La soprintendente Vittorini: abbiamo sempre fatto tutto in pochi giorni e il blocco dipende dalle ditte
L’AQUILA. Sono 114, i rinvenimenti archeologici a oggi documentati nell’immenso cantiere dei sottoservizi. A rivelarlo, in un lungo post su Facebook, la soprintendente per L’Aquila e il cratere, Alessandra Vittorini, che ci tiene a precisare: «Non abbiamo mai disposto blocchi dei lavori del tunnel intelligente, lo hanno fatto piuttosto ditte e stazioni appaltanti». Non sarebbe dunque la mole di reperti emersa dal sottosuolo della città, la causa dei ritardi dei lavori, nel mirino di commercianti e residenti. Solo qualche giorno fa, infatti, il direttore regionale della Confcommercio, Celso Cioni, aveva inviato una lettera alla stessa Vittorini per chiedere un incontro urgente, atto a trovare una soluzione all'impasse del cantiere del tunnel intelligente che «sta mettendo in ginocchio il commercio». Anche Carlo Benedetti, ex presidente del consiglio comunale, si è scagliato contro quella che ha definito «un’opera assurda, da 80 milioni». Non è mancata la proposta shock dell'assessore comunale alla Mobilità, Carla Mannetti, di non proseguire nella realizzazione dell'infrastruttura.

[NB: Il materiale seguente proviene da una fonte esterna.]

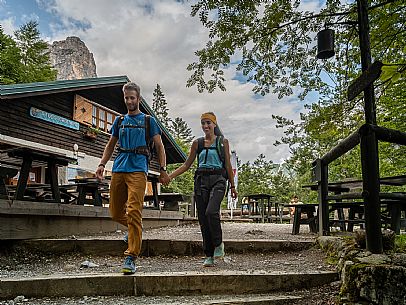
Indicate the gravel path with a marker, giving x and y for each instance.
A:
(20, 264)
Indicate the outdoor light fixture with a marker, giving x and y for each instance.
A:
(75, 150)
(325, 44)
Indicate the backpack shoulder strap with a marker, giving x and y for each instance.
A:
(200, 145)
(220, 148)
(147, 124)
(120, 120)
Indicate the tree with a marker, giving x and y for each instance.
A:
(34, 54)
(274, 41)
(160, 107)
(255, 178)
(275, 44)
(180, 130)
(10, 60)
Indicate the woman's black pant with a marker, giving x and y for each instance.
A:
(209, 192)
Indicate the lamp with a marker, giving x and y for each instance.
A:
(75, 150)
(325, 44)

Pronta la risposta del presidente della Gran Sasso Acqua, stazione appaltante, Fabrizio Ajraldi, contrario a qualsiasi ripensamento.
Nella polemica si sono poi inseriti l'ex direttore tecnico della Gsa, Aurelio Melaragni, e il sindaco Pierluigi Biondi, ma anche i consiglieri comunali di opposizione Stefano Palumbo e Paolo Romano, che hanno accusato l'amministrazione di «immobilismo». Uno scaricabarile, insomma, su cui vuole fare chiarezza la soprintendente, che spiega nel post: «Sia il Codice dei beni culturali che il Codice degli Appalti prevedono espressamente obblighi e procedure volte alla tutela delle “cose rinvenute nel sottosuolo”, che appartengono allo Stato e che rivestono interesse culturale, fino ad eventuale verifica negativa. Per questo la Gsa si avvale di archeologi professionisti che operano nei cantieri, vigilando sui lavori e documentando le strutture emerse dal sottosuolo, al fine di consentire alla Soprintendenza le opportune valutazioni sulle modalità di conservazione e/o rimozione».
Nessun blocco però da parte della Soprintendenza, ma piuttosto da parte di «ditte o stazioni appaltanti che più volte hanno sospeso le attività per effettuare tutti gli accertamenti di legge ai fini dell'acquisizione dei pareri o della definizione degli adeguamenti progettuali, ove necessario». E i pareri sarebbero stati rilasciati sempre in tempi rapidi: «Circa 114 i rinvenimenti documentati finora, sui quali la Soprintendenza si è espressa sempre nell'arco di pochi giorni». Tutto nell’ottica di una massima collaborazione, conclude infine la Vittorini: «Una città che si ricostruisce e si rinnova guardando al futuro deve operare avvalendosi delle più moderne tecnologie ma anche su una base accresciuta di conoscenza della sua storia».